Parents all over the country were reported this week to be returning their long-absent children to school, after the jailing of Banbury parent Patricia Amos for her daughters’ persistent truancy.

Ministers, headteachers and Mrs Amos herself all agreed that the rough justice had worked.

Interviewed at the start of the week, the newly-released Mrs Amos said the sentence had taught her a valuable lesson.

“Everybody deserves their education and I was denying my children their rights through my own stupidity and ignorance,” she said. “I’m not saying it should be done to everybody but I do think it works. It has brought me to my senses.”

Education Secretary Estelle Morris, said she would support the jailing of other parents as a last resort.
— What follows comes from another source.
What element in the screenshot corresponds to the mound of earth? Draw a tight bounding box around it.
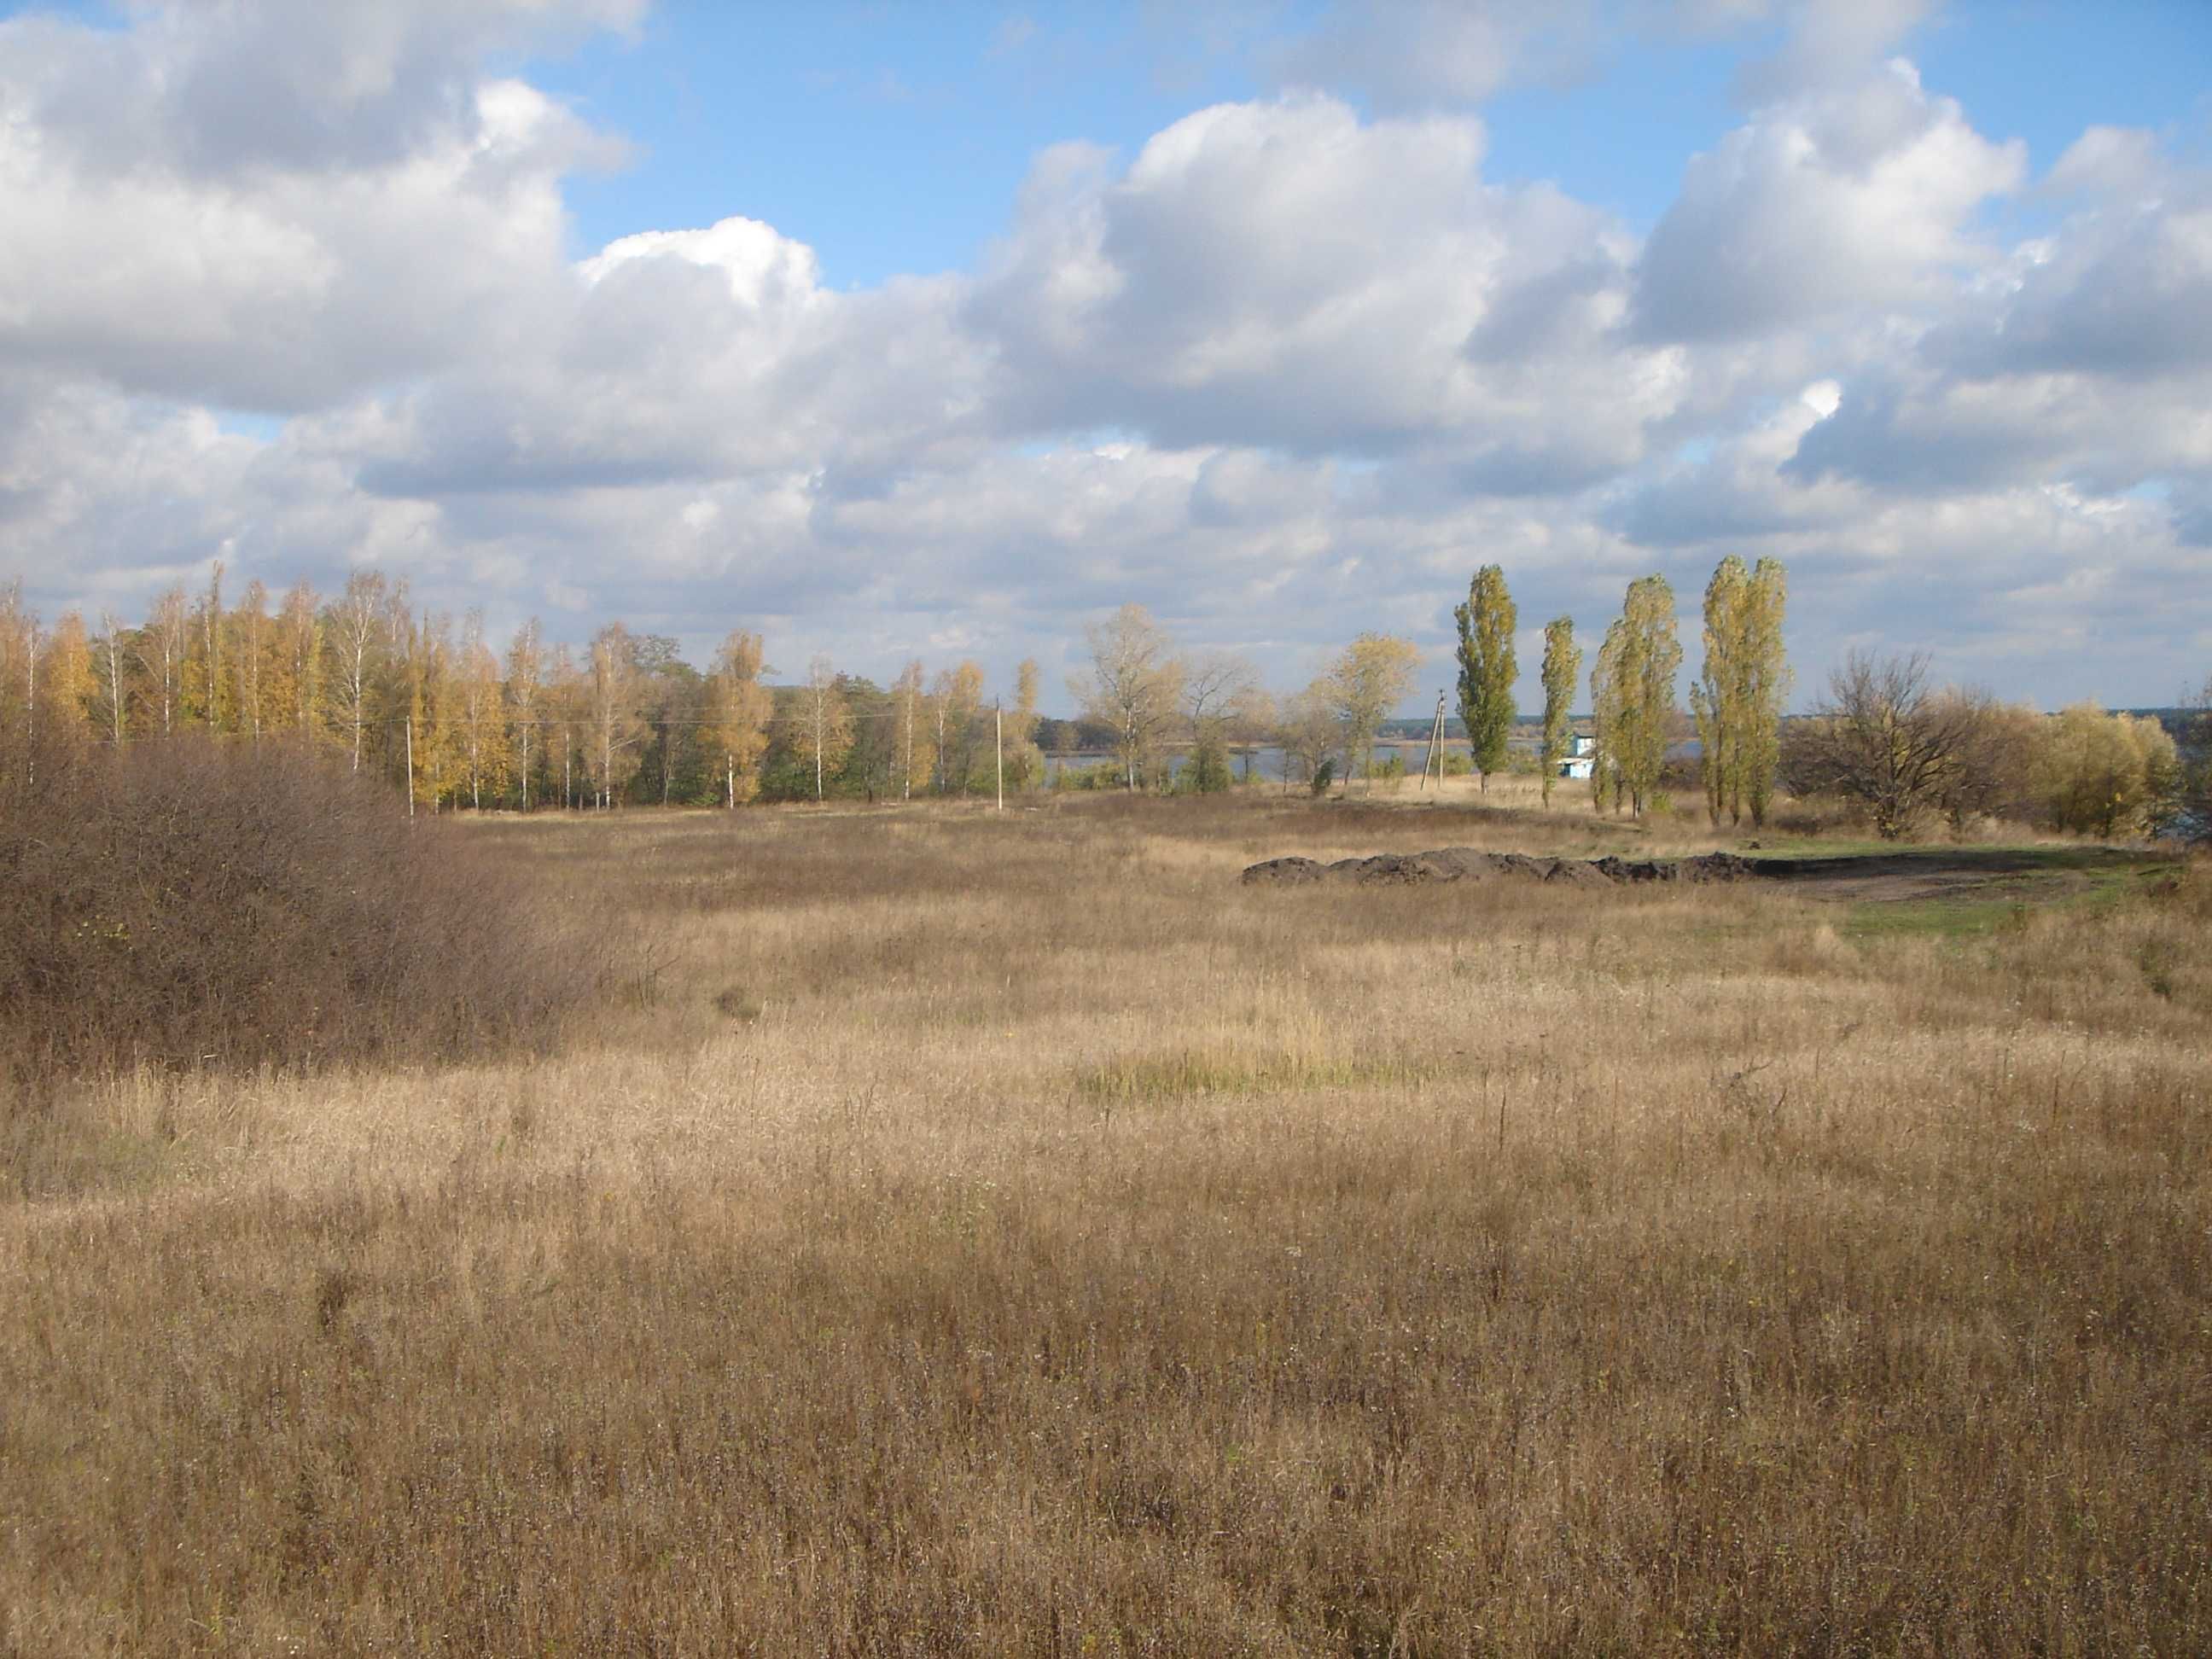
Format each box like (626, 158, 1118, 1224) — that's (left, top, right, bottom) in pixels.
(1241, 848, 1757, 888)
“I think that it set an example to others,” she said. In Norfolk, two pupils who had played truant more than 200 times were “shell-shocked” into going back to school after learning their mother could be sent to jail, a court heard this week.

David Hart, general secretary of the National Association of Head Teachers, added that Mrs Amos’s jailing had an “immediate impact” on other parents.

But, while he welcomed ministers’ support for tougher punishments, Mr Hart voiced harsh criticism of the Government for sending “mixed messages” to schools about social inclusion.

Writing today in The TES he says: “Delays in translating policy into action are followed by a frenzied series of initiatives that appear to be unconnected.”